MME U80701
Der U80701 ist ein Nachbau des Mikroprozessors vom Typ MicroVAX 78032 der Digital Equipment Corporation (DEC), der mittels Reverse Engineering entwickelt wurde. Er war der erste in der Deutschen Demokratischen Republik (DDR) hergestellte 32-Bit-Prozessor und wurde entwickelt, um die damals führende Rechnerlinie von Digital Equipment Corporation, speziell der MicroVAX II, in der DDR verfügbar zu machen. Der zum U80700-Schaltkreissystem gehörende Prozessor wurde am 14. August 1989 offiziell vorgestellt. Das Entwicklerkollektiv des Schaltkreissystems wurde am 6. Oktober 1989 mit dem Nationalpreis der DDR I. Klasse für Wissenschaft und Technik ausgezeichnet.
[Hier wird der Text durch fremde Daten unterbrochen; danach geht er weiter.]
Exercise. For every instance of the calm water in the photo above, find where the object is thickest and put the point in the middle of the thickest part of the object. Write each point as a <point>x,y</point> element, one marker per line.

Der Mikroprozessor sollte im Robotron-Arbeitsplatzrechner K 1820, einem Nachbau der MicroVAX II, verwendet werden.[1] Von diesem System wurden 10 Muster gebaut.[2] Auf der Leipziger Frühjahrsmesse 1990 wurde der Mikroprozessor in einer Vitrine des VEB Mikroelektronik „Karl-Marx“ Erfurt ausgestellt. Seitens der Sowjetunion lag Interesse an dem Schaltkreis wie auch am K 1820 vor.[3] Der Prozessor U80701 wurde nicht mehr in Serienproduktion gefertigt. Ab 1995 sollte ein Mikroprozessorsystem U80900 nach dem Vorbild CVAX 78034 für das Nachfolgemodell K 1830 (entsprechend MicroVAX III) das U80700-System ablösen.[4]
Architektur
[Bearbeiten | Quelltext bearbeiten]Die CPU war in einem 68-poligen FlatPack-Plast- oder Keramikgehäuse untergebracht. Die integrierte Speicherverwaltungseinheit (MMU) konnte bis zu 16 MB physikalischen sowie bis zu 4 Gigabyte virtuellen Speicher adressieren und unterstützte einen 512 Byte seitenorientierten Schutzmechanismus sowie eine Verwaltung der Zugriffsrechte.[5]
Die Programmierung erfolgte über 175 Maschinenbefehle, 16 32-Bit-breite allgemeine sowie 20 Prozessor- beziehungsweise interne Register. Die CPU hatte einen 62,4 KB großen ROM mit integriertem 8-Byte-Prefetch-Stack. Das ROM enthielt ein Programm zur Ablaufsteuerung. Adress- und Datenbus belegten dieselben Pins, deswegen wurde hier das Multiplexverfahren verwendet. Des Weiteren war es möglich, die CPU durch eine zusätzliche Gleitkommaeinheit zu erweitern.
Zum U80700-Prozessorsystem gehörten folgende Schaltkreise:
- U80701: Hauptprozessor (CPU)
- U80702: Reed-Solomon-Generator (RSG)
- U80703: Gleitkommaprozessor (FPU)
- U80707: DIGITAL Link asynchronous receiver/transmitter (DLART)
- U80709: CPU-Interface-Gate-Array (CIGA)
- U80711: Bus-Interface-Gate-Array (BIGA)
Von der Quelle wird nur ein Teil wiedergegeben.